これらの作品は、サリンジャーの代表作である「キャッチャー・イン・ザ・ライ」ないしは、自選短編集「九つの物語」のための習作あるいは下書き的な性格を持っています。
そのため、これらの作品自体を論ずるよりは、完成形の作品との差異やなぜそのように変化していったかを考察すべきだと思うのですが、そのあたりが中途半端になっています。
また、アメリカ文学の流れとしての「ロマンス」から「ノヴェル」への変化についても言及していますが、こうした大きな話は限られた紙数の「解説」という場にはふさわしくなく、中途半端に終わっています。
以下に各短編の評について述べます。
<マディスンはずれの微かな反乱>
この作品は、「キャッチャー・イン・ザ・ライ」の第17章から第20章にかけての内容の、ごく断片的な下書きともいえます(その記事を参照してください)。
しかし、著者は、それとの関連に対する考察は、「キャッチャー・イン・ザ・ライ」と「美しき口に、緑なりわが目は」とのあまり本質的ではない関連に触れただけで、この作品自体の評価としては、サリンジャーの巧妙なまとめ方は認めつつも完成度が低いとしています。
この短編を読んで、ここから長編「キャッチャー・イン・ザ・ライ」にどのように変化していったかを類推しようとしないのは、著者が実作経験に乏しいためと思われます。
他の記事にも書きましたが、創作する立場から言うと、長編作品には、大きく分けると「長編構想の長編」と「短編構想の長編」があります。
前者は、初めから長編として構想されて、全体を意識して創作される作品です。
後者は、初めは短編構想で書きあげられて、そののちそれが膨らんだり、あるいはいくつかが組み合わさったりして、結果として長編になる作品です。
サリンジャーは、自分自身も認めているように、本質的には短編作家です(長編は「キャッチャー・イン・ザ・ライ」しかありません)。
そうした作家の長編の創作過程を考察するためには、こうした初期短編は絶好の材料です。
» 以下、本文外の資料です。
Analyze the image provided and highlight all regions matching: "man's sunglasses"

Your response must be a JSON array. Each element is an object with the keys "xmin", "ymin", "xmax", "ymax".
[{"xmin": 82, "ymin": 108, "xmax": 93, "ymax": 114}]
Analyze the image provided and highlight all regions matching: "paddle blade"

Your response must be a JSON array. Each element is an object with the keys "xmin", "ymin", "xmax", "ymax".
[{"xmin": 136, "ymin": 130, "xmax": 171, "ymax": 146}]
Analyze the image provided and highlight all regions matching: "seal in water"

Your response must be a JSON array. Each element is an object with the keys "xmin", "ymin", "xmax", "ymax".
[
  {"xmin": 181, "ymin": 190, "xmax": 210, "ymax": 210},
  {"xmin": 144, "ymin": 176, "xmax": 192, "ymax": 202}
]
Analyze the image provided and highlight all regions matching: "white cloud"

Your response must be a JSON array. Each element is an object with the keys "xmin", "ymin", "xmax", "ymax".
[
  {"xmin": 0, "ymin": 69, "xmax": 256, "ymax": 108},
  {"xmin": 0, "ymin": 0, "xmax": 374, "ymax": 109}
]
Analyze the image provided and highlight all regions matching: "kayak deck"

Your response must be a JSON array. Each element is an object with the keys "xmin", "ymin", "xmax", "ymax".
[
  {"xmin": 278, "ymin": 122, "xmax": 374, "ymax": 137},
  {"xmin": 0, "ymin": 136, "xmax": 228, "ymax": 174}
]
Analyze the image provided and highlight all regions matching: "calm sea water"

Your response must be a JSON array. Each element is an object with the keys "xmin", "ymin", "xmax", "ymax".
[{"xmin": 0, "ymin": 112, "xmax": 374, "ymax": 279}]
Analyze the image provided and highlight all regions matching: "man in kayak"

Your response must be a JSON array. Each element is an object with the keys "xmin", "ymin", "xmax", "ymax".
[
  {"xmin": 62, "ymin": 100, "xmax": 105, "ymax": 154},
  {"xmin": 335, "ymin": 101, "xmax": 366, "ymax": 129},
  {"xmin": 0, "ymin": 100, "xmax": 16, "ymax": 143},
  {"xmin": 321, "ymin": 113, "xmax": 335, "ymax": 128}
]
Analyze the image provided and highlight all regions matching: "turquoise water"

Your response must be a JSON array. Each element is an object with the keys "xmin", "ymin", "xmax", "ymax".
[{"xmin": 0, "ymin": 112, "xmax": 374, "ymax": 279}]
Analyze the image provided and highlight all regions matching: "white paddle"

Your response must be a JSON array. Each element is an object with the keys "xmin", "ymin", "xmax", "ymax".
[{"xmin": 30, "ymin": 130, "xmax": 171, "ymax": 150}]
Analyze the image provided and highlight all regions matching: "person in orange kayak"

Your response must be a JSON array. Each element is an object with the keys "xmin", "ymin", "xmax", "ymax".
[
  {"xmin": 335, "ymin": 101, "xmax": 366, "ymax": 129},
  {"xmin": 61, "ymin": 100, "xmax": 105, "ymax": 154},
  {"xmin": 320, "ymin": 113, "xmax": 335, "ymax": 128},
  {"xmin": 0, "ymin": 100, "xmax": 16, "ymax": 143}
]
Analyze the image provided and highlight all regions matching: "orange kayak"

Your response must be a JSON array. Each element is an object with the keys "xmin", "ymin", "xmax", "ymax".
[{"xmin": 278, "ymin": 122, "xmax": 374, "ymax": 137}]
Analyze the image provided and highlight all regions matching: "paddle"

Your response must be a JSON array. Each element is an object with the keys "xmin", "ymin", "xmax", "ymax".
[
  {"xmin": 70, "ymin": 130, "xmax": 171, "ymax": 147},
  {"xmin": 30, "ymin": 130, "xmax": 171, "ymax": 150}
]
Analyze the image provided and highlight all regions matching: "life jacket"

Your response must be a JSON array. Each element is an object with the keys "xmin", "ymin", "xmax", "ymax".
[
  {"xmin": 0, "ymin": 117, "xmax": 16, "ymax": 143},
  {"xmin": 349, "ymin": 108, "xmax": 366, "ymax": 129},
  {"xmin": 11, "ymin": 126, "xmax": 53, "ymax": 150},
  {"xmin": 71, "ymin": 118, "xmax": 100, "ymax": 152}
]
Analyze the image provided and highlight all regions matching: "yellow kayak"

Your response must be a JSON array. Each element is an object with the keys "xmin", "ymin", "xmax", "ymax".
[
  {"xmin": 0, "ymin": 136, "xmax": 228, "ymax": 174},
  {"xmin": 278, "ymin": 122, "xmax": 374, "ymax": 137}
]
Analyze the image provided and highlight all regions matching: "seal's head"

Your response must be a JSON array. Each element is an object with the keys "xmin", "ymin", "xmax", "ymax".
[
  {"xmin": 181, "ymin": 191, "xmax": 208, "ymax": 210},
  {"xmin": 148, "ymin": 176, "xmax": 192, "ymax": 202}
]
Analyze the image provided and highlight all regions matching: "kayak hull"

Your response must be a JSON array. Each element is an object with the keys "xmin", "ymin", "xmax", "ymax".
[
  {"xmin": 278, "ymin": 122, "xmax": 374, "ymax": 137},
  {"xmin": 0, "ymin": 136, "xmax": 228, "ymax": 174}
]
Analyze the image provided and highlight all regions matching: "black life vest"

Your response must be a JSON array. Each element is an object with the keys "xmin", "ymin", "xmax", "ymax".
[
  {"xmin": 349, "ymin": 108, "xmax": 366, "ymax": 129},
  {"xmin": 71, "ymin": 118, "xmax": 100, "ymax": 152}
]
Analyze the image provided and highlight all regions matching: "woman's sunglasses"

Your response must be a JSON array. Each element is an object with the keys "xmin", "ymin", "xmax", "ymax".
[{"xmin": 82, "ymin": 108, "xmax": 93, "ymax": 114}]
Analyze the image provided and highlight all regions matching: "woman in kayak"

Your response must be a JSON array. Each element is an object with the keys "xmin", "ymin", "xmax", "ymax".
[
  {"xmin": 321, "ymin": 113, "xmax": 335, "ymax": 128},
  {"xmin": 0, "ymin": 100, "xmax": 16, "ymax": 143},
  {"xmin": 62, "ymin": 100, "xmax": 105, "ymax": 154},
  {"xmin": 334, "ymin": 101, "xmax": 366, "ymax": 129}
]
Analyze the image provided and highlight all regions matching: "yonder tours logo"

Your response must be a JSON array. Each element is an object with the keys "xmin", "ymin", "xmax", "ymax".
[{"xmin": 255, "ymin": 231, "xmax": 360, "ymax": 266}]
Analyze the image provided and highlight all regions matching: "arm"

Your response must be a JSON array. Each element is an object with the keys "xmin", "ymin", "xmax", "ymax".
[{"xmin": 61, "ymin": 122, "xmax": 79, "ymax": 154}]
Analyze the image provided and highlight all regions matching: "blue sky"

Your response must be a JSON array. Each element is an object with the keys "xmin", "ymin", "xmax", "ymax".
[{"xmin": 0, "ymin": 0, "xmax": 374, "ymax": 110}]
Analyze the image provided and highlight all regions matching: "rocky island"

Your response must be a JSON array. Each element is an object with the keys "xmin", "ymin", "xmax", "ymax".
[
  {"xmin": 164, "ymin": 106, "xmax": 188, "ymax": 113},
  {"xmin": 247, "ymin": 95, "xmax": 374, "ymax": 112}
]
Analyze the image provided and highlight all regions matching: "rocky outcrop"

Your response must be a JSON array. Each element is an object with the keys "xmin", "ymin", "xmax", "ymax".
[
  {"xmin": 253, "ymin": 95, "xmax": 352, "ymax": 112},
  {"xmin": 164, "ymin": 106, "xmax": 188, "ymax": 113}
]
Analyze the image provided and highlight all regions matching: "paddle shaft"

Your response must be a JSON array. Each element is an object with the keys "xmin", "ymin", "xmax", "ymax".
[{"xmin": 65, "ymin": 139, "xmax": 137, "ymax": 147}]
その点について、もっと掘り下げた考察をするべきでしょう。
また、五十年以上前の文章なので仕方がないのですが、著者のジェンダー観の古さと、アメリカ人と日本人のメンタリティの違いが理解できていないことも感じられました。
<最後の賜暇の最後の日>
平和主義者のサリンジャーの戦争批判の仕方について論じて、「エスキモーとの戦争の直前に」(その記事を参照してください)との共通点を指摘しています。
ただ、この作品が、幾つかの点で「キャッチャー・イン・ザ・ライ」(その記事を参照してください)のための習作の役割(詳しくはこの作品の記事を参照してください)を果たしていることが書かれていないので、物足りません。
<フランスへ来た青年>
戦争で精神的に傷ついた青年が、妹からの手紙で救済されたことについて、「エズメのために ― 愛と背徳とをこめて」との関連で述べています。
ここにおいても、幾つかの点で「キャッチャー・イン・ザ・ライ」(その記事を参照してください)のための習作の役割(詳しくはこの作品の記事を参照してください)を果たしていることが書かれていないので、物足りません。
また、当時の翻訳者が、日本と外国(この場合はアメリカ)との風俗や人間関係の違いから、読者にわかりやすくするという名目で勝手に意訳したり設定を変えたりすることについて肯定的に考えていることがほのめかされていて、驚愕しました。
そう言えば、最近は少なくなりましたが、外国の文学作品や映画の日本でのタイトルはかなり大胆に変えられていて、オリジナルのタイトルを知って驚かされることがあります。
もちろん、そちらの方が優れている場合もあるので、一概に良くないとは言えないのですが。
例えば、スティーブン・キングの有名な「スタンド・バイ・ミー」は本当は主題歌のタイトルなのですが、オリジナルの「ボディ(死体)」よりはこちらの方が内容的にもしっくりします。
サリンジャーの「キャッチャー・イン・ザ・ライ」も、初めの邦題は「危険な年頃」なんてすごい奴でしたし、日本で一番ポピュラーになっている「ライ麦畑でつかまえて」もなんだかしっくりきません。
<このサンドイッチ、マヨネーズがついていない>
主として技巧面での解説をしていますが、この作品については「キャッチャー・イン・ザ・ライ」との関連が述べられています(詳しくはこの作品の記事を参照してください)。
<一面識もない男>
サリンジャーの繊細な表現について肯定的な評価をしていますが、明らかな誤読か見落としがあって、この作品もまた「キャッチャー・イン・ザ・ライ」の原型の一つであることに気づいていません(詳しくは、この作品の記事を参照してください)
<ぼくはいかれている>
この短編が、「キャッチャー・イン・ザ・ライ」の原型であることは述べていますが(まあ、誰が読んでも明白なのですが)、それについての具体的な考察はなく将来の研究(他者の?)に委ねてしまっています(私見については、この作品の記事を参照してください)。